The platoon, or most of it, lay against the slope of the crescent-shaped ridge, firing into the tree line from which the Viet Cong were shooting at the helicopters landing the rest of the battalion. The tree line was about two hundred yards in front of us, across some rice paddies, the landing zone an equal distance behind. I could not remember how we had gotten to where we were, only jumping out of the helicopter into muddy water up to our waists, stumbling, heavy-legged and clumsy, with bullets lashing the air over our heads; then we had scrambled up the slippery ridge, wet and cold from the waist down, hot and sweating from the waist up. A few of my men had become disoriented in the confusion of the landing.
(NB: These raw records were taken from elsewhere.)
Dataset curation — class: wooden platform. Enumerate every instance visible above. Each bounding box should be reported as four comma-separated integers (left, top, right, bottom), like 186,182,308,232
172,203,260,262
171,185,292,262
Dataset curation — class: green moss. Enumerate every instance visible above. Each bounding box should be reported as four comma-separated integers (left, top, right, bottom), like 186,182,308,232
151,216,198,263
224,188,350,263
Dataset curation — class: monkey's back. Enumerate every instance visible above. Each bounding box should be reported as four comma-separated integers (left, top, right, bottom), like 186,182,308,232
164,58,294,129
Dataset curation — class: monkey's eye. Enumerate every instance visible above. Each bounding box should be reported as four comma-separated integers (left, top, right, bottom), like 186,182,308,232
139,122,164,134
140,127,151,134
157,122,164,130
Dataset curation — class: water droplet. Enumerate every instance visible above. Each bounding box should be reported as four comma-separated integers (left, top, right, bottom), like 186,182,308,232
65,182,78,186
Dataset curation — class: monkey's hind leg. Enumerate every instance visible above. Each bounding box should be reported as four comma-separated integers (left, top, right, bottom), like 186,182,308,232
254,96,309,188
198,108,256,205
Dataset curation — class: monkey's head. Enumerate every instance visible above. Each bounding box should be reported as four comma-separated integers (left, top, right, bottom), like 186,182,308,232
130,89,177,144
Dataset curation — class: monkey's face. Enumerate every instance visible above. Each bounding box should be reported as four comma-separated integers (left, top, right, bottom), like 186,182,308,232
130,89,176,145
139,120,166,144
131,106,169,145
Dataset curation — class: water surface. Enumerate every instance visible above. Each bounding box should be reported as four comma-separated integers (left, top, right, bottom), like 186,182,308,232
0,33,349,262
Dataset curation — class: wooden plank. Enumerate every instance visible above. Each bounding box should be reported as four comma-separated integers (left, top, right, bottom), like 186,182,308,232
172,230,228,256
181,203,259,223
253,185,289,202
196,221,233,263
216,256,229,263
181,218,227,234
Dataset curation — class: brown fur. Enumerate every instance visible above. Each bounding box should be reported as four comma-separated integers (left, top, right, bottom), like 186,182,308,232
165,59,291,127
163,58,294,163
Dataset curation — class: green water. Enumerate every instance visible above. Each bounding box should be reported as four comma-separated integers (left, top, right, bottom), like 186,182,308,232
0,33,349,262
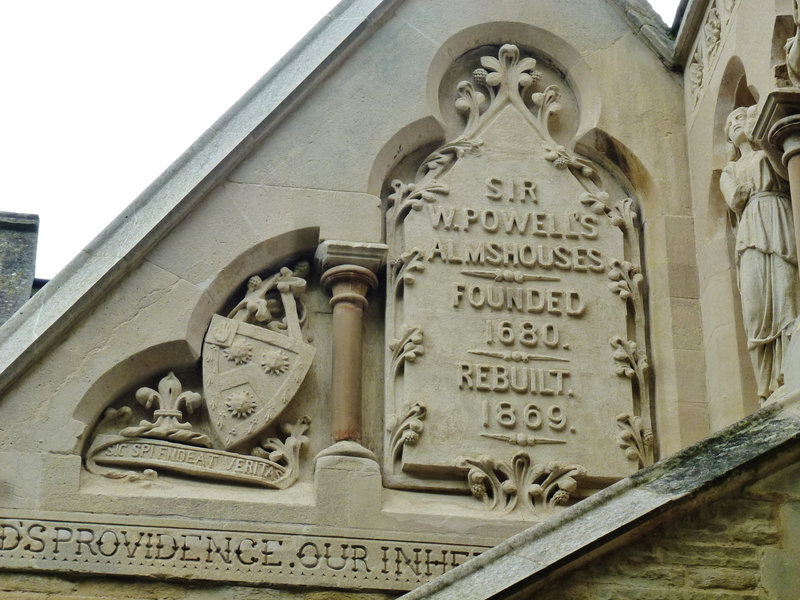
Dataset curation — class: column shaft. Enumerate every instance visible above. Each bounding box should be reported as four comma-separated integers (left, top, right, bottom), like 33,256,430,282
787,154,800,267
321,265,378,444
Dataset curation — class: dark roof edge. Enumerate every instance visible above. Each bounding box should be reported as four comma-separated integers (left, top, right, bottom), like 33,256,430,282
400,392,800,600
609,0,679,69
673,0,711,65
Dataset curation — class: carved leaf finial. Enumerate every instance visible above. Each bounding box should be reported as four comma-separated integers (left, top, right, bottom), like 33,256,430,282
616,413,655,467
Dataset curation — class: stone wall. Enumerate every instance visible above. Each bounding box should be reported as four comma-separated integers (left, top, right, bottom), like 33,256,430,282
532,461,800,600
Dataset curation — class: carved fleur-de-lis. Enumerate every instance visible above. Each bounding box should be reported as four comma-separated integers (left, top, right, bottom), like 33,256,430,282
121,372,211,447
135,372,201,419
480,44,541,96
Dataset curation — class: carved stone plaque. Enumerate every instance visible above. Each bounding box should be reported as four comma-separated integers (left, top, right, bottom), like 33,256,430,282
385,45,652,500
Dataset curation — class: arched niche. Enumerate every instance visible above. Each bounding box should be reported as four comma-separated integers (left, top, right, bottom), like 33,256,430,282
424,22,601,142
73,227,324,484
705,56,760,422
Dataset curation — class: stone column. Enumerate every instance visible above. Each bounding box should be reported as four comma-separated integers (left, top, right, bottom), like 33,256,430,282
315,240,387,460
770,116,800,267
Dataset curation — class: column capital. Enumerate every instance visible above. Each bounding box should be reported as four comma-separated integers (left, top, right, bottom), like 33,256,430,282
314,240,388,274
769,115,800,166
753,91,800,168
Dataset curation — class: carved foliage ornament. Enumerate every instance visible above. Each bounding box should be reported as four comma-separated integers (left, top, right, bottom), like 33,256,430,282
458,453,585,516
688,0,738,108
85,260,314,489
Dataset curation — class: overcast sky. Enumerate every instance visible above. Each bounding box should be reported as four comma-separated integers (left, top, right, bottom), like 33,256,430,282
0,0,680,280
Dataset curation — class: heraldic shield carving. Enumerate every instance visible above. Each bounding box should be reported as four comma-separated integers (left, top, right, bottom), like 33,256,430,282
84,260,315,489
204,263,316,450
203,274,315,449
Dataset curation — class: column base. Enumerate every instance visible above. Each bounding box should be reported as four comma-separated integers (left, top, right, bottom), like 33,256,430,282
314,440,378,463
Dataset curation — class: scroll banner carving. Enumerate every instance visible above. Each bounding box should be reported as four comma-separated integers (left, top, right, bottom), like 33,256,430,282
384,44,651,500
90,432,301,488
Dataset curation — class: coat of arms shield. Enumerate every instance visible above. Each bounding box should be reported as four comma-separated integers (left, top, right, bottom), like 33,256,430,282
202,264,315,450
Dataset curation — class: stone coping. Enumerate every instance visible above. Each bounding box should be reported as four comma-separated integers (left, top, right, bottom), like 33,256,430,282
400,393,800,600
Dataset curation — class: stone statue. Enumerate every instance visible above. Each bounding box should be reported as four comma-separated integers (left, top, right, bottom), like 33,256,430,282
720,106,800,401
786,0,800,86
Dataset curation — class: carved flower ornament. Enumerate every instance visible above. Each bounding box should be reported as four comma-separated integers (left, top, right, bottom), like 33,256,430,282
261,349,290,375
225,390,257,418
223,339,253,365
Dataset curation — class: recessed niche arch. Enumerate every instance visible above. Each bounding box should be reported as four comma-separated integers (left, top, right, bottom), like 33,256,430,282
74,227,323,457
707,56,761,418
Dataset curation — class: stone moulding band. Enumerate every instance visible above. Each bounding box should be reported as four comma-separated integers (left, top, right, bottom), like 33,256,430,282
0,512,491,592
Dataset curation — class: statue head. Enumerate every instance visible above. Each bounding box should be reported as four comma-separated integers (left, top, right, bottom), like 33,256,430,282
247,275,263,290
725,106,758,160
725,107,748,144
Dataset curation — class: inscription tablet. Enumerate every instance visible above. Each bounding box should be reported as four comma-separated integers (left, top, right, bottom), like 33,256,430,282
384,45,652,510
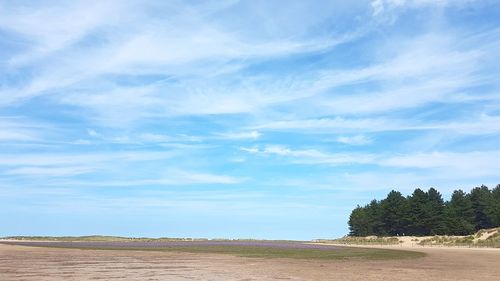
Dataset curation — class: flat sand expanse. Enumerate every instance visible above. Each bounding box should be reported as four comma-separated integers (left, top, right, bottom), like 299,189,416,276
1,243,499,281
I could see them, bunched up as they awkwardly staggered down a dike at the edge of an irrigation canal. I yelled at them to spread out, but they could not hear me. Two mortar shells gestured in the field in front of us. Two more went off behind, bursting with that ugly, crumping sound. I climbed off the high ground and ran down the dike toward the stragglers. “Spread it out, people,” I yelled. “Goddamnit, spread it out. C’mon, this way. Move move move!” I grabbed one bewildered rifleman by the collar and shoved him off the dike into the paddy. “This way, I said. C’mon, move. We’ve got incoming.” Staggering like drunks, they followed me to the ridge. We climbed its reverse slope hand over hand, slipping in the sticky, drying mud. A dozen shells, crashing against the forward slope, sent up a spray of mud and singing steel splinters. We hit the deck hard. Smoke from the mortar shells rolled over the ridge, the air stinking of high-explosive. Several more rounds struck behind us. Jones, lying beside me, said, “They’ve got us bracketed, sir. We might just die on this fuckin‘ tit of a hill.”